The second cartoon, which depicts two figures (male and female) disassembling the (literally) constructed framework of gender, demonstrates how ultimately (behind the guise of gender, and beyond the limits of sex) we are all individuals. The structural representation of the sex symbols shows how pervasive the gender binary is in our culture, and how difficult it is to break through it (according to the cartoon, it requires a hammer!). Additionally, the physical separation of the two symbols reinforces Laqueur’s idea of two “opposite and incommensurable biological sexes” (154). This biological distinction serves to legitimize and reinforce this cultural gender binary. Men and women are not the same, nor are they equal.
Since considering homosexuality as an “other” category stems from the normative view that people ought to be attracted to members of the opposite sex and fit neatly into their respective gender roles, the medicalization of homosexuality further exemplifies the desire to precisely map any deviations from a sexual or sex-related norm. Terry outlines the perspectives of many groups and individuals on homosexuality, explaining how the psychoanalysts’ “theories reflected preconceived notions that the individual’s healthy adjustment to normative gender roles and monogamous reproductive heterosexuality were favorable” (57). Though the psychoanalysts did not view homosexuality as some sort of hereditary defect that could be cured, they were worried about its prevalence and its threat to cultural progress (62). Thus, the Freud camp, while resisting the medicalization of homosexuality, still upheld the heteronormative values of gender roles, related sexual preference, and monogamy.
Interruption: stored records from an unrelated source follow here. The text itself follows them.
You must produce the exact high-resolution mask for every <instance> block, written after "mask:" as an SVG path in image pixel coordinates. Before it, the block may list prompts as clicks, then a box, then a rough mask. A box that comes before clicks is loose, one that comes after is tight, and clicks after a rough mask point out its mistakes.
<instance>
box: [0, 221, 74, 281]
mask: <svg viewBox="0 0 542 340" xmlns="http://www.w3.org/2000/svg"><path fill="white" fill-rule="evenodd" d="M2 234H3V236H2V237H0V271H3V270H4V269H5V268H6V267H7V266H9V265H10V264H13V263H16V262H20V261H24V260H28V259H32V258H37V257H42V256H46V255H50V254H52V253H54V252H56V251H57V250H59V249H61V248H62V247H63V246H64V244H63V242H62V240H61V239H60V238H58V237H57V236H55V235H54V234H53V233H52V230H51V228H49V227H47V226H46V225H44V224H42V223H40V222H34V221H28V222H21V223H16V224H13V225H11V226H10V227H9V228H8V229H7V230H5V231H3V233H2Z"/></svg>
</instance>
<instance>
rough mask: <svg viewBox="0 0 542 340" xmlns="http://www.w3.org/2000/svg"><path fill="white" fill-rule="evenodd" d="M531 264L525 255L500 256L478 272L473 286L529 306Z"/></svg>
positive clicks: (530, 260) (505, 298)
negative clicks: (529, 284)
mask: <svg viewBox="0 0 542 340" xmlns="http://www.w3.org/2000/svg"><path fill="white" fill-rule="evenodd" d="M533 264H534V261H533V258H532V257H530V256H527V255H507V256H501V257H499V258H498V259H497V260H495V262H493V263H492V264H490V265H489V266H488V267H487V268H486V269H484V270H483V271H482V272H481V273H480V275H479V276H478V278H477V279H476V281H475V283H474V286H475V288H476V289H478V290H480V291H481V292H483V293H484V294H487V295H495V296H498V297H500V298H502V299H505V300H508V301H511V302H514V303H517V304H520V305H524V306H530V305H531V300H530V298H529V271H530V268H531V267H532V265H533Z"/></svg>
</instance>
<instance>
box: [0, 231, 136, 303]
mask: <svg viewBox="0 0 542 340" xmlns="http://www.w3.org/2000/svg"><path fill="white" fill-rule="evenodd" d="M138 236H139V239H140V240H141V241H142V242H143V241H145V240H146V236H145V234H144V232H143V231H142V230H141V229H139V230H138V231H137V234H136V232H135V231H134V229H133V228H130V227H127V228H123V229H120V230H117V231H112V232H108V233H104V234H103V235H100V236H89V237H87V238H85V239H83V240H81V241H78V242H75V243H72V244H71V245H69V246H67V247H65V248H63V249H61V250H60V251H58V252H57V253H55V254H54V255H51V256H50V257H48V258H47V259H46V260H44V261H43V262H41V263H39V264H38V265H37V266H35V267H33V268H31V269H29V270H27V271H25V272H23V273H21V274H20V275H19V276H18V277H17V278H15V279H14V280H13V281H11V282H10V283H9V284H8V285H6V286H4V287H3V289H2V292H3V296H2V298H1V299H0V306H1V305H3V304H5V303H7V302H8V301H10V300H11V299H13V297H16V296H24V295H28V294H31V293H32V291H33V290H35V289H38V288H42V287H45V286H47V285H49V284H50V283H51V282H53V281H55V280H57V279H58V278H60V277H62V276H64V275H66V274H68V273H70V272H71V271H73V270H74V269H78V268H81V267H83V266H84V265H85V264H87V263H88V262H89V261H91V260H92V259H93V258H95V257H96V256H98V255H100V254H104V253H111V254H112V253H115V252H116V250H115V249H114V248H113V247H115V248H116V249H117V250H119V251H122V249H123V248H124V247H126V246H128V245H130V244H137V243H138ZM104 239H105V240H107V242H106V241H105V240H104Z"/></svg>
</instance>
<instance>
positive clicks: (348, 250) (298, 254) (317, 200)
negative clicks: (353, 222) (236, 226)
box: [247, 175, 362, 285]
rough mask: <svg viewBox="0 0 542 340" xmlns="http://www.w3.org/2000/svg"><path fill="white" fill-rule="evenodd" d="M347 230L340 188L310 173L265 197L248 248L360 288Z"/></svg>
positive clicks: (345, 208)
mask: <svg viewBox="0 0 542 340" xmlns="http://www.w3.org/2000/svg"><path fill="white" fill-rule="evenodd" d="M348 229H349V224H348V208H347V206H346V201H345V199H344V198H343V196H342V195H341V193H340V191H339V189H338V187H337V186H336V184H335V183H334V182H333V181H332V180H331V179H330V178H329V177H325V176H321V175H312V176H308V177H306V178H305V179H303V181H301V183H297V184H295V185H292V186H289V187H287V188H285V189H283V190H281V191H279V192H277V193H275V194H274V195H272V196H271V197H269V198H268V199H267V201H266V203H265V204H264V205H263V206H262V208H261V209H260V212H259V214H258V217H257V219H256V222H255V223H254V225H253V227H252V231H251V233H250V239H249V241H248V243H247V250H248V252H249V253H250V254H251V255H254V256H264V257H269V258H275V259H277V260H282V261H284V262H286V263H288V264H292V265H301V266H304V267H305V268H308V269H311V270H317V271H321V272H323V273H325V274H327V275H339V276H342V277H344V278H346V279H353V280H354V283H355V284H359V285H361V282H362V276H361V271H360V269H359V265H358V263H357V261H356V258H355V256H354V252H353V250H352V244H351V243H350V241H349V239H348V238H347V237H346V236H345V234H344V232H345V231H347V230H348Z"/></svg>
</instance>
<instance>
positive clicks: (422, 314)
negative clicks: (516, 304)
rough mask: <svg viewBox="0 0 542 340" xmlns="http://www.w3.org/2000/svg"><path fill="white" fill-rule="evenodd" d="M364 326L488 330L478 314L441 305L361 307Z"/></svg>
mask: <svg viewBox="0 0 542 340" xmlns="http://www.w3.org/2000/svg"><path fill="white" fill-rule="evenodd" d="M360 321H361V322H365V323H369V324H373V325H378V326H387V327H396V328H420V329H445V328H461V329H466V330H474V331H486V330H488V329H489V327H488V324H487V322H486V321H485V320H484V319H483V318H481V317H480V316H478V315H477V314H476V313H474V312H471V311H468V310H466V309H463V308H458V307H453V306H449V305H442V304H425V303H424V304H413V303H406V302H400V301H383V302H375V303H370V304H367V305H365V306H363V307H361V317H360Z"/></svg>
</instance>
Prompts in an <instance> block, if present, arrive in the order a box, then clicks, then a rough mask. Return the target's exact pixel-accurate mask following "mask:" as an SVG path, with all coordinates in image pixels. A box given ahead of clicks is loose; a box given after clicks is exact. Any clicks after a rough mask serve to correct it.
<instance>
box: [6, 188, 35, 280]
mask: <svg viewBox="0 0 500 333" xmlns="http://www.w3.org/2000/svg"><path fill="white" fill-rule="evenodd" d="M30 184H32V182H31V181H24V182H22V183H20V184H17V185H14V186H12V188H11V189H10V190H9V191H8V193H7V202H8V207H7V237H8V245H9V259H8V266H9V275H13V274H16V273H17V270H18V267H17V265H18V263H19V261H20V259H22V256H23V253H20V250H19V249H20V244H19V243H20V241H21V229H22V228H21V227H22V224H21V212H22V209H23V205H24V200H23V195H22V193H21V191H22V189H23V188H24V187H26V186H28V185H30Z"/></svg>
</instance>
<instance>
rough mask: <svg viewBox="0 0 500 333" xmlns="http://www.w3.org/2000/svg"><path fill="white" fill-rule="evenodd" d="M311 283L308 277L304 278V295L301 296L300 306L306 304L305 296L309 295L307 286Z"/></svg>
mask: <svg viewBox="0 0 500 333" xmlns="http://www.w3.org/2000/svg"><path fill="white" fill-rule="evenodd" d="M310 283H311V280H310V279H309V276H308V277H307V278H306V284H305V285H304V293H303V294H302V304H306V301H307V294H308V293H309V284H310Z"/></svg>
The Irvine article entitled “Regulated Passions: The Invention of Inhibited Sexual Desire and Sexual Addiction” addresses the phenomenon of medicalizing and normalizing sexual desire. Irvine discusses the invention of the diagnostic constructs, their arbitrariness, and how they reflect “cultural traditions and anxieties” (315). She also draws a connection between the field of addictionology and professional expansion (318). She identifies the issues with how “the assertion of exact definitional and diagnostic criteria poses an enormous challenge when ‘disease’ is a generalized set of signifiers of cultural chaos and social control” (319). This concern reflects the inter-dependency of science and culture and exposes the abuse of expertise and medicine in dictating cultural interpretations of natural variation, whether it be “levels of desire,” homosexuality, gender, or sex.
It seems that the medicalization of various conditions and ways of life serves to reinforce dichotomies and cultural norms. Therefore, medical expertise and medicalizing conditions strengthen the walls of normalcy and expectation, as represented in cartoon 2. Though the constructed binary depicted in the cartoon is gender and/or sex, the symbolic value extends to normalizing heterosexuality or sexual desire. Medicalizing these conditions makes it more difficult to break out of these structural restraints and to be accepted in society as an individual -- not a precisely mapped deviation from a correct, valued norm.
Irvine, Janice M. 1995. “Regulated Passions: The Invention of Inhibited Sexual Desire and Sexual Addiction.” In Deviant Bodies: Critical Perspectives on Difference in Science and Popular Culture. Edited by Jennifer Terry and Jacqueline Urla. Pp. 314-337. Bloomington and Indianapolis: Indiana University Press.
Laqueur, Thomas. 1990. “Discovery of the Sexes.” In Making Sex: Body and Gender from the Greeks to Freud. Cambridge: Harvard University Press. Pp. 149-192.
Terry, Jennifer. 1999. “Medicalizing Homosexuality.” In American Obsession: Science, Medicine, and Homosexuality in Modern Society. Chicago: University of Chicago Press. Pp. 40-73.